As a society, we tend to only focus on major events for as long as they stay in the news. This is typically 2 weeks. As soon as something more interesting comes along, we no longer debate topic or spend the evenings arguing with the news caster about their opinions on the event. We rarely follow up on the news, for instance, once the victims of Hurricane Katrina  had been able to get out of the Super Dome and get help people stopped talking about the disaster. Earlier this year, when Ebola was a “threat” to the US, people were discussing Ebola on a daily basis, however, now Ebola is rarely brought up. Right now, the problems in Ferguson have captured the attention of people in the United States.
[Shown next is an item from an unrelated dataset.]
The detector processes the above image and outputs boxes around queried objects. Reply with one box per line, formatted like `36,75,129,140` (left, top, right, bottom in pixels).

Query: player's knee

People are enraged at the crime against Michael Brown, and particilarly the crimes of white authority against the black lower class.

These crimes are entrenched in our history. The inequality, and structural violence in the United States goes unnoticed, and undiscussed until something goes wrong enough to break into the media. We forget about our countries history of white violence against blacks, and rarely link it to current events. We never acknowledge the violence required to provide cheap labor to wealthy people or the inequalities felt by those of the lower class.. We forget about our history of Slavery, and how that is still felt in our society today. Since we rely so heavily on the media to tell us what we should pay attention to, we suppress the real issues in the US and leave them to go unnoticed. Ferguson is not only about the crime against Michael Brown, but also about what gave the white police officer the authority to think he could shoot an unarmed young black man. Violence is a large part of our Countries history, and it is time that we start connecting the dots, and talking about how the violences from our past are influencing the violences experienced today.